Me pregunto si en esa bella tarea, la capacidad mental y emocional de empatizar con la experiencia de los demás, de comprender sus puntos de vista, de aceptar aquello que hacen como lo mejor que pueden según su estructura mental, sea el primer horizonte de referencia para construir desde la autoconsciencia el pliego de instrucciones privadas que uno se asigne para vivir, para construir la amistad fecunda y la alegría, con una cierta disciplina y centrada atención.
La compasión transciende el egoísmo cuando comprende la narración biográfica del otro como conformadora de su mentalidad que lo hace operar de la forma que mejor cree para dar significado a su mundo. La compasión permite mantener el corazón abierto frente al dolor e indigencia del otro y sin embargo no veo que requiera cancelar los propios deseos y creencias y por ello es consistente con no aceptar la experiencia o la conducta del otro.
En situaciones cotidianas, la dureza e indiferencia -contrarias a la compasión-, se expresan en juicios lapidarios que se emiten inconscientemente en medio de la descalificación fácil y apresurada. En el discurso de graduación que el escritor David Foster Wallace pronunció en 2005 en la Universidad de Ohio, decía cómo en medio de una situación corriente como una larga cola en el supermercado:
Hay un tipo de libertad que implica atención y consciencia y disciplina en ser capaz de preocuparse por la verdad de esos otros […] Eso es haber entendido cómo pensar…
Cuando hay que afrontar el sufrimiento de otra persona o su conducta inconsciente, en la actitud milagrosa de mirar más allá y ver escondida su radiante humanidad, -que es también mi humanidad-, se funda la condición de posibilidad para experimentar el profundo vínculo que nos une a todas las criaturas
La vida con los otros no tiene que ver con decisiones: somos siempre sociales. Rousseau fue el primero que en occidente identificó el carácter social constitutivo de nuestra especie: no existe la felicidad sin los otros, decía. Uno sólo existe en y por las relaciones con los otros; lo inter-humano funda lo humano. Somos felices porque amamos y lo hacemos porque sin los otros somos incompletos. Con razón decía Nietzsche que allí donde uno no puede amar, debe pasar de largo. Reconocer en la consciencia nuestra incompletude original, favorece la necesidad de relacionarnos y facilita la comprensión de que la sociabilidad no puede ser alienante sino siempre liberadora. En el intercambio social, uno se plenifica. No es posible la plenitud fuera de la relación con los otros.

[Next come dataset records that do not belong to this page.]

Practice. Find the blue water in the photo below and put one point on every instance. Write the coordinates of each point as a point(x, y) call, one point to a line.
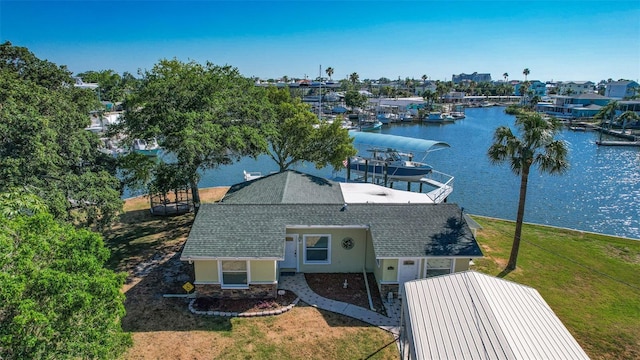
point(599, 193)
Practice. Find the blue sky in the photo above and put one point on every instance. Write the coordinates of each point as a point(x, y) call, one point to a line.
point(556, 40)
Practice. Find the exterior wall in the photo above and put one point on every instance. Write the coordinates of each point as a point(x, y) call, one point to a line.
point(342, 260)
point(461, 265)
point(389, 270)
point(262, 271)
point(206, 271)
point(254, 291)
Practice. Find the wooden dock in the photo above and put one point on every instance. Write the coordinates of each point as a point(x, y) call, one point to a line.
point(618, 143)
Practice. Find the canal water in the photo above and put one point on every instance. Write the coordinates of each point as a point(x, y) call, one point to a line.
point(599, 193)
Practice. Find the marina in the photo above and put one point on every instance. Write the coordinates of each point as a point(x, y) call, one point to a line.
point(600, 192)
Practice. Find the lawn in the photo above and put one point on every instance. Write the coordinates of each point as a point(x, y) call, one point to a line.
point(591, 281)
point(147, 248)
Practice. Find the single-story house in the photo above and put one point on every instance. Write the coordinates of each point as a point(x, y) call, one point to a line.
point(469, 315)
point(295, 222)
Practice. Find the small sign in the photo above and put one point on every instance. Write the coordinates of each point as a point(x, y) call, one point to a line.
point(188, 286)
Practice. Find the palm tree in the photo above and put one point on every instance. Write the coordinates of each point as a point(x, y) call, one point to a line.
point(329, 72)
point(607, 112)
point(354, 78)
point(628, 116)
point(536, 146)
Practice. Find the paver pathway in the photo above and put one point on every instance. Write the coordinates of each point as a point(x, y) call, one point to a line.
point(298, 284)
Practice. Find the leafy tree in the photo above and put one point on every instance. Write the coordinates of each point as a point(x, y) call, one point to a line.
point(205, 115)
point(329, 72)
point(57, 301)
point(43, 143)
point(535, 146)
point(607, 112)
point(297, 135)
point(355, 99)
point(628, 116)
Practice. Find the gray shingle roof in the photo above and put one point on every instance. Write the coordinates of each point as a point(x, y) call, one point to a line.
point(397, 230)
point(490, 318)
point(288, 187)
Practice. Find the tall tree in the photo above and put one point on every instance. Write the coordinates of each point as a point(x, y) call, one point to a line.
point(329, 72)
point(535, 146)
point(205, 115)
point(296, 134)
point(43, 143)
point(57, 300)
point(607, 112)
point(355, 99)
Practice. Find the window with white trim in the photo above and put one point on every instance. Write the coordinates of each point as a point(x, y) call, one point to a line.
point(317, 249)
point(437, 267)
point(234, 273)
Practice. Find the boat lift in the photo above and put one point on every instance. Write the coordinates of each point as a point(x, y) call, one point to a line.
point(442, 182)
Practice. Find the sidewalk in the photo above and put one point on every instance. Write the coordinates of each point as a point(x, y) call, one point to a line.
point(298, 285)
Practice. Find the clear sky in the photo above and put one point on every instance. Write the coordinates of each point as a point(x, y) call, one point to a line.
point(557, 40)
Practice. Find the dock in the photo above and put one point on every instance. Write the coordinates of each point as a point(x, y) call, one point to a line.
point(618, 143)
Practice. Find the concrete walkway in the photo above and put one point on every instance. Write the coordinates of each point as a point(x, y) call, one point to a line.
point(298, 284)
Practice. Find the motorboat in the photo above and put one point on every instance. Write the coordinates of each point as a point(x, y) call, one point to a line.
point(150, 148)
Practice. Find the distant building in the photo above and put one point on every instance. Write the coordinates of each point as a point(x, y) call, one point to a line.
point(574, 106)
point(537, 87)
point(621, 89)
point(575, 87)
point(471, 77)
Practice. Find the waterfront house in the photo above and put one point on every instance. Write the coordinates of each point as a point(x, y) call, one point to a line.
point(573, 107)
point(621, 89)
point(470, 315)
point(295, 222)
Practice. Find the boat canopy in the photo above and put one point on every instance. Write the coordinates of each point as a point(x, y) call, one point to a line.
point(395, 142)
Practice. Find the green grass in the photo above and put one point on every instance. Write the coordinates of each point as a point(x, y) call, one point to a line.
point(591, 281)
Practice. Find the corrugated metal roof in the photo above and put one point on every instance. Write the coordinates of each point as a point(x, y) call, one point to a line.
point(470, 315)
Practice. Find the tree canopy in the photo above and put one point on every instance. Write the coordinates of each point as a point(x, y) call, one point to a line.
point(297, 135)
point(43, 143)
point(204, 115)
point(56, 300)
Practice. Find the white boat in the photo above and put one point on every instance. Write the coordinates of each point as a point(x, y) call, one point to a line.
point(382, 157)
point(458, 115)
point(396, 165)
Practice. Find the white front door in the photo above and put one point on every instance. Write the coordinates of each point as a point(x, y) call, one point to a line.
point(290, 253)
point(407, 271)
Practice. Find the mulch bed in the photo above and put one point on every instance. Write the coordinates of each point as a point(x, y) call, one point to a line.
point(331, 286)
point(206, 303)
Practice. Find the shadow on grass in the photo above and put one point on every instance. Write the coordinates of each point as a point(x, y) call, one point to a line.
point(148, 310)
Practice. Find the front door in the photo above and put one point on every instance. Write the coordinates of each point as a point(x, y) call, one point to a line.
point(290, 253)
point(407, 271)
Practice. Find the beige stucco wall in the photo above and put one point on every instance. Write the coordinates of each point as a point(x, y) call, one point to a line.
point(461, 265)
point(262, 270)
point(206, 271)
point(387, 274)
point(342, 260)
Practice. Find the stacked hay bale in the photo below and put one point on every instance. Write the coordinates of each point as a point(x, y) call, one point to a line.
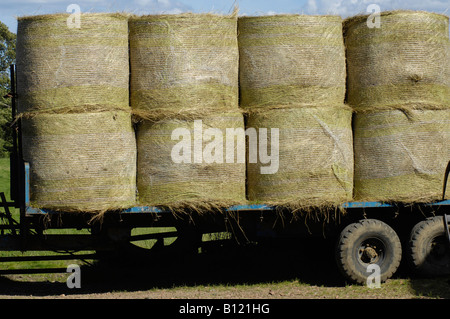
point(184, 68)
point(292, 77)
point(73, 99)
point(399, 86)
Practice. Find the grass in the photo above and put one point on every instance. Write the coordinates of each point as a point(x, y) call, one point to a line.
point(292, 270)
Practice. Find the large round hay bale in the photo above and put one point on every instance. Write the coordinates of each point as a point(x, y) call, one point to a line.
point(199, 181)
point(403, 64)
point(78, 69)
point(400, 156)
point(183, 62)
point(315, 158)
point(291, 60)
point(81, 162)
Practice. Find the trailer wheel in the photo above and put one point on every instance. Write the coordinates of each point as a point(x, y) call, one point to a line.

Reconocimiento, imitación, aprendizaje, cooperación, comunión, compasión… pueden ser vividos desde la alegría. Esta última, la preocupación por los otros, no necesariamente implica privación de uno mismo que combate su propia naturaleza. Alguien dijo que no se necesita odiar al tigre para defenderse de él. Un proyecto existencial sano no puede tener mayor meta que la calidad de las relaciones humanas. Puede que los conflictos humanos nunca desaparezcan pero sí cabe la esperanza de aprender a resolverlos desde el corazón.
Cuando Paul Claudel escribió la frase con la que da comienzo este post, me temo que ya sabía que tal liberación egoica hace posible la compasión, condición para el progreso saludable de los individuos y de los pueblos.